泥まみれの宝石〜潔癖皇子に恋した奴隷〜

燈子

第1話 帝国の後宮にて

なんて美しい人間だろう。


それが、彼を見た最初の感想だった。







「我が君、お願いがございます」


夜、スルタンの寝所に呼ばれたケイは、いつものように自分の所有者の欲を心ゆくまで満たした後で、褐色の肌に手を這わせながら耳元に囁いた。
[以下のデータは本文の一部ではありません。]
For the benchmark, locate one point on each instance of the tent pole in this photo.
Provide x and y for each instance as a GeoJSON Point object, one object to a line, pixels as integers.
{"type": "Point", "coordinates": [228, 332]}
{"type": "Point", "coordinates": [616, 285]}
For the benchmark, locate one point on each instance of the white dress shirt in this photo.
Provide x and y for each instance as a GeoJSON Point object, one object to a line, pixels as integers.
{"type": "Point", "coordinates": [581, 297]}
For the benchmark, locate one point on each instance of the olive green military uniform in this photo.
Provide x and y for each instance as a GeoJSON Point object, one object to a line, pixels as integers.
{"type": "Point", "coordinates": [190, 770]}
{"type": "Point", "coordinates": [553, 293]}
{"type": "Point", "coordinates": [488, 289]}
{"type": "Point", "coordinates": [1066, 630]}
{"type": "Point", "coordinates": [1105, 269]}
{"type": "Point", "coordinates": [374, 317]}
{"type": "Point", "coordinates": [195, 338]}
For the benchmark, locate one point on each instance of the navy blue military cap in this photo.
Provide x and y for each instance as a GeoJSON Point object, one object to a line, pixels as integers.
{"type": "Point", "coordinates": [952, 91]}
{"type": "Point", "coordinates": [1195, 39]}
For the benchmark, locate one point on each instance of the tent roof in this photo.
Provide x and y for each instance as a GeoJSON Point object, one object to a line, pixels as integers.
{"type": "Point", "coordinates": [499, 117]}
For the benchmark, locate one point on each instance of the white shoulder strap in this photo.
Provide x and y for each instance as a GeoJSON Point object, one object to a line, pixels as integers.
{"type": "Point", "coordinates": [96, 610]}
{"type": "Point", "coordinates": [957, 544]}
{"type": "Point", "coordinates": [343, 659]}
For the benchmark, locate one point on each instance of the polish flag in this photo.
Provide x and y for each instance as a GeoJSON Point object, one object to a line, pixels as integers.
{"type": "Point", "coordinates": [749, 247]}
「今朝我が君に謁見していた、あの金の髪を持つ美しい人間を、我が手元に置きとうございます」


普段ならば、夜を明かした後の愛妾の願いには二つ返事で許しを与えるはずのスルタンが、微かに瞠目すると何事かを考えるように顎に手をやった。


「あぁ、それは難しいな」

「難しい?……この世の総てを統べるスルタンである貴方様でも?」


幼い顔で含み笑いながら、訝るように首を傾げる。太い首に額をすりつけてきたケイのまろやかな背を撫で上げ、スルタンは満足げに笑った。


「ふふ、そなたは世辞が上手い。……だが、あやつは隣国の皇子だ。なかなか難しかろう」

「……あぁ」


なるほど、皇子だったのか。

ケイは表情を変えぬまま、目を少しだけ細めた。


ケイは、スルタンの奴隷であり、後宮一の愛妾だった。

後宮に住む愛妾達の子に王位継承権はなく、生まれた子にはただ兵士となり皇家に忠誠を誓う義務だけがある。

だから、子をなせぬ男であっても、子を孕む女であっても、立場は平等であった。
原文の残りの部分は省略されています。